The thought’s enough to kill any desire for now. Sadness doesn’t fill up the hole it leaves, though. That’s new.
“You got a problem, Freckles?” Sawyer asks, cocky, smiling so big his dimples show. Something like this happened years ago; she hasn’t thought about it in ages. They found a waterfall, she remembers. He ran right on in. Most of the time, this memory turns right into and-then-they-found-the-case-and-then-he-w
It wasn’t all misery.
So now she shrugs and gives him a cute little grin. “Nothing I haven’t seen before.”
He laughs and pulls his boxers off. She pulls her shirt off over her head and lets it fall at her feet. The water soaks it quick. She slips out of her jeans.
“Damn, Freckles,” he says, ogling the underwear he wasn’t supposed to see, “were you planning on seducing me in a boudoir at some point during this little adventure?”
“In your dreams,” she says. (She remembers stepping out of the bathroom, smiling, her hair tamed and silky around her face, and Jack waiting for her in bed – the look on his face when he saw her, like she was a dream; the way he coaxed her gently down next to him, the way she let him.)
Sawyer makes a well-I-tried face that she knows he doesn’t mean. Kate does that practical-but-unsexy thing where she turns her bra around so she can unhook it in front, then tosses it on her pile of wet clothes. Her panties, too. If Sawyer’s paying much attention, he doesn’t show it. He bounds over to the water and gets under it.

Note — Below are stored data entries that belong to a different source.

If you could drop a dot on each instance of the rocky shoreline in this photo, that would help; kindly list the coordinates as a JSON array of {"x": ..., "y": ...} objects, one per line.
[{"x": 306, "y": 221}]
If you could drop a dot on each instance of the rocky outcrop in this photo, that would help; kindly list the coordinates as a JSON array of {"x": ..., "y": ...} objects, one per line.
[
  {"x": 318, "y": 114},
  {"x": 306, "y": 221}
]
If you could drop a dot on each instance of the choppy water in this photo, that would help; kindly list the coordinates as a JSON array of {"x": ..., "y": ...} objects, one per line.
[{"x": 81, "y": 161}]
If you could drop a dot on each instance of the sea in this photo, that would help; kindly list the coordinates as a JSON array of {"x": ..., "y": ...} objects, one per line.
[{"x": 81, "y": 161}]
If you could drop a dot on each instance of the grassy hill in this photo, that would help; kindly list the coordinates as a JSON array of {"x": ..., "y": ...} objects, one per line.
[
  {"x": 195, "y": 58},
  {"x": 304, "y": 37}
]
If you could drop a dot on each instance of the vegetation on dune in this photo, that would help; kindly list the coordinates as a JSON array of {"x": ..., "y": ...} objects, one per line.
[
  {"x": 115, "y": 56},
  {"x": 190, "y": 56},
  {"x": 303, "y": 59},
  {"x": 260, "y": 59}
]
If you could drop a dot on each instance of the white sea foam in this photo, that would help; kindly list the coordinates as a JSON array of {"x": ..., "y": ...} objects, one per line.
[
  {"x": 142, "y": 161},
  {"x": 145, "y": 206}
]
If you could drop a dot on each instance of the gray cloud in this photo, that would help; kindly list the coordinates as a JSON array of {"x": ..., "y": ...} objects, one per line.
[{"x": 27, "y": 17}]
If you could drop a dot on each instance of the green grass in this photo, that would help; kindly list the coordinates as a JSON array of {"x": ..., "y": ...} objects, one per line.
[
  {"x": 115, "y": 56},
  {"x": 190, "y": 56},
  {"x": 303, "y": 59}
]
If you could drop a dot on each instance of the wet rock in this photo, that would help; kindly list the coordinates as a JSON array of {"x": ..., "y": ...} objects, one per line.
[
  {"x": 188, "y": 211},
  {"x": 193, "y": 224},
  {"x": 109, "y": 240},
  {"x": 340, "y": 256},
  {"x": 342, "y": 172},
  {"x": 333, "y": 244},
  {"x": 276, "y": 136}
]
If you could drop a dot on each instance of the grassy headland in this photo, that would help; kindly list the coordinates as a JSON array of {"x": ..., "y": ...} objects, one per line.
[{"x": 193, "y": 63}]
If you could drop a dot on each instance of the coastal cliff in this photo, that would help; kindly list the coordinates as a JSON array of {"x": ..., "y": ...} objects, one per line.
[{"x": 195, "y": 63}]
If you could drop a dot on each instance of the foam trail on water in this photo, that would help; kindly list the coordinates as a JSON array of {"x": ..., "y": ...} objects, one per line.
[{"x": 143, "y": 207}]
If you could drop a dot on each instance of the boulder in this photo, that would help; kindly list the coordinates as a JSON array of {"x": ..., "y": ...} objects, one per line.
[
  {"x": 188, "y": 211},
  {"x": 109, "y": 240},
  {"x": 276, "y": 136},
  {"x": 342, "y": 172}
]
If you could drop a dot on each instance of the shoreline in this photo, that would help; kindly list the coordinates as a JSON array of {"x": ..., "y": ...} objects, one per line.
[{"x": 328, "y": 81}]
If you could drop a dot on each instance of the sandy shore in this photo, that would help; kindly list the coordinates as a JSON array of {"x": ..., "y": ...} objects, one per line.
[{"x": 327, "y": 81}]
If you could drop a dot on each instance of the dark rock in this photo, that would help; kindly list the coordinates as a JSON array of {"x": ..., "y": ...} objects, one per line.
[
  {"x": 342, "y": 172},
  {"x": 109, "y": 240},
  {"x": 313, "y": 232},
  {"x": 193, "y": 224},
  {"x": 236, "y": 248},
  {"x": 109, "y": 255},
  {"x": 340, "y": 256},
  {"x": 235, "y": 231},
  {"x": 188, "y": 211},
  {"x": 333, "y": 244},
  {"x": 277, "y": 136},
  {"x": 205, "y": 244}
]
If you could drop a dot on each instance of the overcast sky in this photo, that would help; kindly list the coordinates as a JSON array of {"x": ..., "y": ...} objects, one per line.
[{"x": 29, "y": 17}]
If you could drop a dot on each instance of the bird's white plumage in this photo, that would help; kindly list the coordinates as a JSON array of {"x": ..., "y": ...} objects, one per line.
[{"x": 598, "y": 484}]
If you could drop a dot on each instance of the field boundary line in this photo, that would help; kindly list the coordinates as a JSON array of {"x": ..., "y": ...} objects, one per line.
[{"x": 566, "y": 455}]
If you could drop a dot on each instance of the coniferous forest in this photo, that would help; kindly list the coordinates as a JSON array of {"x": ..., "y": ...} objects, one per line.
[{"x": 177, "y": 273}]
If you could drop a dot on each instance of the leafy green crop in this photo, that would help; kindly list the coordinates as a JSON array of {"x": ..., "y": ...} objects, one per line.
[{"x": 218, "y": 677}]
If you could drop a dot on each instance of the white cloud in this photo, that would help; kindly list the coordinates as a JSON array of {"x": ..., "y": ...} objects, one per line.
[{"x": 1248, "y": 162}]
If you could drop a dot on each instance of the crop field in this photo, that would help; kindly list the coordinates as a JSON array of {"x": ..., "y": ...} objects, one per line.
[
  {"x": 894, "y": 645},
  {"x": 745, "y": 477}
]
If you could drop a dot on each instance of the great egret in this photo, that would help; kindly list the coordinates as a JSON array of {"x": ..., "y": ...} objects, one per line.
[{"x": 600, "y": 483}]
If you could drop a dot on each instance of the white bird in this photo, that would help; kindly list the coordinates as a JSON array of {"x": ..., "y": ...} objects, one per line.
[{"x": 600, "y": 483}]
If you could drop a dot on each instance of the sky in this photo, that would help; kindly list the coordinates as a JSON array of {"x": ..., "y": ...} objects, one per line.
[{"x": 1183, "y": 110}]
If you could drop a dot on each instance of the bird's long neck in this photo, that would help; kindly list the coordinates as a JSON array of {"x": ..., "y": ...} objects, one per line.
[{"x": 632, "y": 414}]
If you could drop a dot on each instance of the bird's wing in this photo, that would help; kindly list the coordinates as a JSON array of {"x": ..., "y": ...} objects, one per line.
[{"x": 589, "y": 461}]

“Shit!” he howls, and leaps a few feet away. “It stings.”
“Yeah,” Kate says airily, “maybe I should have warned you about that.”
He fake-glares at her, telling her that oh, she’s in for it now, and she laughs and darts back. He lunges forward and catches her wrist, dragging her back under the water with him. They’re both laughing and cringing, and it hurts like a bitch and she can’t remember the last time she felt so alive in her skin. Sawyer shakes his head like a happy dog and a few droplets fly into her face; she damns him, laughing; he makes no apologies.